You can check out his player profile here, but I’m going to focus on one very important aspect of his game that will be especially applicable in San Diego. Speed.
In 116 games with Fort Wayne, Liriano stole 65 bases. He hit 8 triples and 30 doubles. The kid has speed. Playing either left or right field in Petco requires speed. Winning on a low budget requires speed. The San Diego Padres need speed. Rymer is still a few years away from any type of Major League debut, but we can still dream.
Imagine Cameron Maybin, locked in for a long-term, affordable deal, and Rymer Liriano under club control for the foreseeable future both contributing big for the Padres. Imagine two outfielders that can put together lines that look something like this: .280/.345/.400 with 15-20 HR, 8-10 3B, 20-25 2B, and 40+ stolen bases.

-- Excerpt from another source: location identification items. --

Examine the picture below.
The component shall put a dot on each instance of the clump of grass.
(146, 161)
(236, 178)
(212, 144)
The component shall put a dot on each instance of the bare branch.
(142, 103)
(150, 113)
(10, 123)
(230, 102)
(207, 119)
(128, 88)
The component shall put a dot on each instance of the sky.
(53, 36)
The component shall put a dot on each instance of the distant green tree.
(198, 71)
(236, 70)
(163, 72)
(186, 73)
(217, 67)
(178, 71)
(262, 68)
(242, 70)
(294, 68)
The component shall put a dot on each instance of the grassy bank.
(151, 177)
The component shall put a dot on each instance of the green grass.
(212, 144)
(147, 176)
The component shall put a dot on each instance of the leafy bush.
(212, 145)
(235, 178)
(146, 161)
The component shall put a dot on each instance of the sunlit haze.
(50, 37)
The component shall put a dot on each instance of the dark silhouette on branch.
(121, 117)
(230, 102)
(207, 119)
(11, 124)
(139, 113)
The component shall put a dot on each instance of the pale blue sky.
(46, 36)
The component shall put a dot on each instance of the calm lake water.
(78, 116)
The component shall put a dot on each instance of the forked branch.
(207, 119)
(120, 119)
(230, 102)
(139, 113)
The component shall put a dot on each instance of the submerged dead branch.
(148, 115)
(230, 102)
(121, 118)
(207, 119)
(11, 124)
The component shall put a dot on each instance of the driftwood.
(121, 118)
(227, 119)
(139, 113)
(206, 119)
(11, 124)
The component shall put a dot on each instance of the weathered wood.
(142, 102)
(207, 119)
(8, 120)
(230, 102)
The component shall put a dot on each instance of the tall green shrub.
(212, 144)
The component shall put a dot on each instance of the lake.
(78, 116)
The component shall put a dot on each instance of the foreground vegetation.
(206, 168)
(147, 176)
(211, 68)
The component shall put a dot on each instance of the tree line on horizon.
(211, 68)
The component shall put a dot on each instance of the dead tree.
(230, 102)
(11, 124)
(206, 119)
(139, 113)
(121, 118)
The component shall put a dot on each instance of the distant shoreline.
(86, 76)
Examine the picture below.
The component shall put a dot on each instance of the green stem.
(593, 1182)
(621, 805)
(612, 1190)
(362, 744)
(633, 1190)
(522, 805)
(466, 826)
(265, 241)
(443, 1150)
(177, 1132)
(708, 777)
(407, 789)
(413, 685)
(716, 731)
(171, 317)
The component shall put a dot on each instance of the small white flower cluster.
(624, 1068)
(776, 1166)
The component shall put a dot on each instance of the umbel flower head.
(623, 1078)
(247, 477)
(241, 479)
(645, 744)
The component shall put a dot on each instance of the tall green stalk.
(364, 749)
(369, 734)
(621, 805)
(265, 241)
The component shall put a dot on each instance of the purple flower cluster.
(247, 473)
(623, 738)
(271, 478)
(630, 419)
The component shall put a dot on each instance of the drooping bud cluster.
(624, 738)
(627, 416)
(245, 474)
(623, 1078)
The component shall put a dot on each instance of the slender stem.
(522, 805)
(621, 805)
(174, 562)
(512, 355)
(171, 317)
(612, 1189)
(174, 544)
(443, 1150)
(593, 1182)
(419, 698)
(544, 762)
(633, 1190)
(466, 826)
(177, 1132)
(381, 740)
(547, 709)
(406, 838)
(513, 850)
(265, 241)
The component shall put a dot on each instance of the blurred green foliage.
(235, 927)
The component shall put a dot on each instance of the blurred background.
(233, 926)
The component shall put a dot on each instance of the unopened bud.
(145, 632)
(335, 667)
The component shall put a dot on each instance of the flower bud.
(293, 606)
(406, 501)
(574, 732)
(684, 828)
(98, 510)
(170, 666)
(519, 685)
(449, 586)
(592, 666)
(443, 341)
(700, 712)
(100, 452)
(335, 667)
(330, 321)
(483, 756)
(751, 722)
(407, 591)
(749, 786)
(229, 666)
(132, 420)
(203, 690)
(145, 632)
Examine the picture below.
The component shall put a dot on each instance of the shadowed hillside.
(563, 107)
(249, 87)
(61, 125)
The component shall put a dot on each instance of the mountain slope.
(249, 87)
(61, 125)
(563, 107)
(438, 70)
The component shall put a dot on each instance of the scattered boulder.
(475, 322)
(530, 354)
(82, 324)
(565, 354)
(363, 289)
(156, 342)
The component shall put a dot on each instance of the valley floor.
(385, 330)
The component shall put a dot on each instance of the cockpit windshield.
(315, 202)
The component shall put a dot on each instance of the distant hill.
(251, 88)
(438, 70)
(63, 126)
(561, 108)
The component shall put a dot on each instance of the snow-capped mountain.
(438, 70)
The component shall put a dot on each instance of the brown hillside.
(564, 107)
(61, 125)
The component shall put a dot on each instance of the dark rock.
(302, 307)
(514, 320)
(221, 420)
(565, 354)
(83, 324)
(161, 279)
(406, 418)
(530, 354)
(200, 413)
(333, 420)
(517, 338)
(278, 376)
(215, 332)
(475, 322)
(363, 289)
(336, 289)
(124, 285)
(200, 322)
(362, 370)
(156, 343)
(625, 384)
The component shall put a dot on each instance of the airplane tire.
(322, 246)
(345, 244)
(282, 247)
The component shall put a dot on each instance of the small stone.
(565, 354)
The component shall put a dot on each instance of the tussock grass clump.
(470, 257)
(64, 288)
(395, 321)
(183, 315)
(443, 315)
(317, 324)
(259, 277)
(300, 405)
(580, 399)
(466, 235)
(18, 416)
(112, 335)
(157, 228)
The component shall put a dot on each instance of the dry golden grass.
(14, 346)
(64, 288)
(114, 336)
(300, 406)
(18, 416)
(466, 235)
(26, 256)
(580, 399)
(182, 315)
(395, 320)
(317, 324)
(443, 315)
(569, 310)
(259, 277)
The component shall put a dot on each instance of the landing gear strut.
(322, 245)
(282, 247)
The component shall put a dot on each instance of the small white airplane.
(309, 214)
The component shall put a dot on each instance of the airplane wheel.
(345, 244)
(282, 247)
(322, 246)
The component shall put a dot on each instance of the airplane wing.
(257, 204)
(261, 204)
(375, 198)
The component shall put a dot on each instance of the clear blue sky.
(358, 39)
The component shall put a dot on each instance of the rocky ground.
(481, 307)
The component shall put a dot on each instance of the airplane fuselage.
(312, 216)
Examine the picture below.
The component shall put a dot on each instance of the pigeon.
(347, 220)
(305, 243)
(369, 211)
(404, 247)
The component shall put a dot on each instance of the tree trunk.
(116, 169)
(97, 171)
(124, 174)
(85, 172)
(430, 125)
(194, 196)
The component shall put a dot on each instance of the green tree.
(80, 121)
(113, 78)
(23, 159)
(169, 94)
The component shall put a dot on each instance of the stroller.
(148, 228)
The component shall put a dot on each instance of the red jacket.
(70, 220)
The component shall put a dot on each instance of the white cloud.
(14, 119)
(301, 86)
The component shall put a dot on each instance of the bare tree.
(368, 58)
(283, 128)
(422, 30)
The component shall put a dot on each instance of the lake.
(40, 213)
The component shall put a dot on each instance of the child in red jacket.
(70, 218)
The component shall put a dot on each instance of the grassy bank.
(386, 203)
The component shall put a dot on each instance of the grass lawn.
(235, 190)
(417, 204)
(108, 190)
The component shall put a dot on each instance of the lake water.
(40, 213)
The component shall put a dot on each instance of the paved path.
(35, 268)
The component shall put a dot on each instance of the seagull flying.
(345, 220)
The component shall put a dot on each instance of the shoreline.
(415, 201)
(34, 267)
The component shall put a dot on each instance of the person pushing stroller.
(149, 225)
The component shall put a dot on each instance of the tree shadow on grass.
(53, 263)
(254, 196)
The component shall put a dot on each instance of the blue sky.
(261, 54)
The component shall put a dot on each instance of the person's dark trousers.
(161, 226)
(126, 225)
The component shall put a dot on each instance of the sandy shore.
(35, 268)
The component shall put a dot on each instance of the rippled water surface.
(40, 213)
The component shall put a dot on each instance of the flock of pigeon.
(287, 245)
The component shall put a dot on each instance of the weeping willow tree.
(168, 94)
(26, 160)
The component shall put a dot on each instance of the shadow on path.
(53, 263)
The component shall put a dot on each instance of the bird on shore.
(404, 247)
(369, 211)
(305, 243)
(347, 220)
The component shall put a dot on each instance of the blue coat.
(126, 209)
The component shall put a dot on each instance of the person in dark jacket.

We’ll leave the defense out of the equation for now, because Rymer is not there yet. He doesn’t need CF-type defense because Maybin is the club’s center fielder for years to come. He does need to perform relatively well in the outfield though. It would be easy to turn what should be a single into triple or a run scored by misplaying a ball in the Petco outfield.
For now, the Padres can only watch from a distance. Like a prized possession just out of their grasp, Liriano is just outside the Major League required skill level. He will get there though. He will develop. It’s just a matter of how much he will develop. Will he be a star? Will he flop? These are the questions we live for as fans. These are the thoughts that keep us up at night when most normal people are sound asleep. We dream of developing stars from the ground up, diamonds in the rough, and talent on the cheap. We are Padres fans and we get excited about prospects.